Okay I've added bump to it, so if anyone wants to experiment with my cornea/eye moisture shader have at it.
It is released as is and unsupported, If you have any extra questions, feel free to ask and I'll do my best to explain but I am not going to do a full walkthrough and explain every single thing about it.
the main shader setting you might want to tweak is refraction roughness - the rougher it is the more smoothly it will transfer light, but the more it will blur the underlying texture. I have set the min and max to the range where it works without too many issues - if you get weird shadows up the roughness a bit from the default until they go away.
Reflection weight controls the strength of the reflections set it to 0 and you just have refraction with no shine.
known limitations
the easiest way to compensate for the darkening of the underlying surface is to take your sclera/iris texture and use the layered image editor and add it to itself. 2 layers both with the same eye texture with the upper one seet to add usually with its strength set to around 50%. The strength will depend on how big your light sources are. Smaller light sources you will need to brighten things more. (and yes this means if you change your lighting you may need to change the material to compensate)
also included is a comparison render in some actual nice lighting - here the proper refracted version is actually lighter than the default
i just did a preliminary test. it didnt seem to make much of a difference in one render, but in another made quite a big difference. guess this is due to lighting. (I only let it render for like 1000 iterations)
i need to get some better eyes.
Torment's skin with some adjustments. Was using the isadorekeeghan shader.
I like the way the skin on his arm and face look. Torso is borked.
The refraction is more evident in directional lighting, there basically has to be a light source to be refracted. I probably should have added that as a note, but didn't think of it, because my default lighing is dramatic
I have a list somewhere of my favorite eyes. I do know Torment's were on them, obviously not the red ones, but the natural colored ones are one of my go tos, Most of the 8.1 eyes are pretty great (probably because they don't have a seam in the middle of them, so much easier to texture)

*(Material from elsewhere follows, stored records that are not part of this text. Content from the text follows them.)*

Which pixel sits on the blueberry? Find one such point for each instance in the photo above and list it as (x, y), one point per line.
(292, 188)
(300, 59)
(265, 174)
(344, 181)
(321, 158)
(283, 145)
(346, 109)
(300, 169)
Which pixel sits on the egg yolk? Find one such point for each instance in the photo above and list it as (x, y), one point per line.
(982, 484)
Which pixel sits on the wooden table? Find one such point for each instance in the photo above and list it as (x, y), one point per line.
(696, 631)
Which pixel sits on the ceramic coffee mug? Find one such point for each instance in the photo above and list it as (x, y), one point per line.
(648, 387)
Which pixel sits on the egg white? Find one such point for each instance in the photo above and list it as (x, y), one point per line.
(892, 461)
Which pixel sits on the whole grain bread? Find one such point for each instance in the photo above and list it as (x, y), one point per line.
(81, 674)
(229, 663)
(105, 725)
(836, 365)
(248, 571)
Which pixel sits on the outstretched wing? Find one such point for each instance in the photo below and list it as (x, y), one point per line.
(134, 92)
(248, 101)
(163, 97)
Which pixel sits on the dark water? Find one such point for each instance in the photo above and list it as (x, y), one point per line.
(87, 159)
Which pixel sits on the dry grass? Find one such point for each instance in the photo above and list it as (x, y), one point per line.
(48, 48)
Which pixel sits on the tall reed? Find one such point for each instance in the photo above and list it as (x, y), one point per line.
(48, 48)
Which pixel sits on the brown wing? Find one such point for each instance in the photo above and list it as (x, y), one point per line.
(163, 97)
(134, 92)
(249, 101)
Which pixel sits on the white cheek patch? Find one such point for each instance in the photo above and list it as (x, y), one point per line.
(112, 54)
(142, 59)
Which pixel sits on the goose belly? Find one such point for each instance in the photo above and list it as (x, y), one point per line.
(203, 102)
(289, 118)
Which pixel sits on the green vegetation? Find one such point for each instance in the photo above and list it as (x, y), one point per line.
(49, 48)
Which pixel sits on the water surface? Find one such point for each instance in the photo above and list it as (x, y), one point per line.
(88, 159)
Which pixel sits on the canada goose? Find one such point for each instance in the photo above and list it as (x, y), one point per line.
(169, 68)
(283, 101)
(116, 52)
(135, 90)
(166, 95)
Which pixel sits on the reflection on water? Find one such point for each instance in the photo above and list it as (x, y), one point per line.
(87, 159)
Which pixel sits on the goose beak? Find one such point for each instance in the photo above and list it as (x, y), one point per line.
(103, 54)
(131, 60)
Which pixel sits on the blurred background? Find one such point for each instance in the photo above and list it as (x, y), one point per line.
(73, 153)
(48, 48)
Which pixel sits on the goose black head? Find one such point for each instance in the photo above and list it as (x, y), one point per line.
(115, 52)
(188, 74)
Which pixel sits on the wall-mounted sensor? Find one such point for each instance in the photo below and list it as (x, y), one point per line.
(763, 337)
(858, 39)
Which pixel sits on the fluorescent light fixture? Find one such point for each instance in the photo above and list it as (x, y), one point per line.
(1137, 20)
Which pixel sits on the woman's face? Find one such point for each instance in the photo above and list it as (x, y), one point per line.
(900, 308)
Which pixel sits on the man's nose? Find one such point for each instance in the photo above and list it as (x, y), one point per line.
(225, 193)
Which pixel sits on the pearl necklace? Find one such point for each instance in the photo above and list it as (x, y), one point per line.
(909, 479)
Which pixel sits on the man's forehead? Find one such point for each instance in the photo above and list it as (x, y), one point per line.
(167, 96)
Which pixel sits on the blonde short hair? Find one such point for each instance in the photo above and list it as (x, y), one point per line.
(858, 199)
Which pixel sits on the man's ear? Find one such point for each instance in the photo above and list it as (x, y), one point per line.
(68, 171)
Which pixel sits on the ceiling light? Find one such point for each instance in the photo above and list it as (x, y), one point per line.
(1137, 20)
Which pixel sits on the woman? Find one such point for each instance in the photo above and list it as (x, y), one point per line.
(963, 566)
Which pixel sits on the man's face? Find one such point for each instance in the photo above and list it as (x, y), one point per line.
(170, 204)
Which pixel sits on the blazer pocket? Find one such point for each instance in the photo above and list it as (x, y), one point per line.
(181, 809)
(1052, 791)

In youre other image the body hair seems to be forming a bit of a halo like its not quite sitting on the figure. I noticed thatt more than anything with the chest
yeah i should probably leave out SBH body hair for 8.1 until i can actually spend time to groom it properly. Im still using SBH body hair i made in like 5 minutes so it leaves a lot to be desired.
SBH is also a pain for body hair because it emits from the base res mesh, so there are certain areas where the base mesh and subd mesh have a bit of a gap. Shoulders and ears are 2 areas where I know the gap tends to be pretty signifigant. I've yet to figure out a non-painful workaround
That's some impressive rendering you have there.
Biggest problem i've found with any eye wet shader is it reflects colour, whereas most eye closeups show the reflections to have a lower saturation, never found a shader that works correctly in that way. But eyes are difficult anyway, especially in daz, there are a lot of issues, from basic eye and iris shape, eyelids being too thin, no wet transition on the eyelid to eye 'lip', boss-eyedness, no shadow on the iris (maybe due to eye geometry and eyelid thickness?) , baked limbal shadows!! Lots of little things that make eyes just look not real. Daz eyes always look like large plates with textures on them set too far out of the socket, and usually not gamma matched to the rest of the textures, giving them that stargate goa'uld vibe. A quick desaturation b/w image usually tells you what's wrong.
Heres a quick play both renders about 5000 iterations. G8.1 with Babina's textures because I think G8.1s textures look caky to me. Babina's are to orange but I would usually adjust with postwork.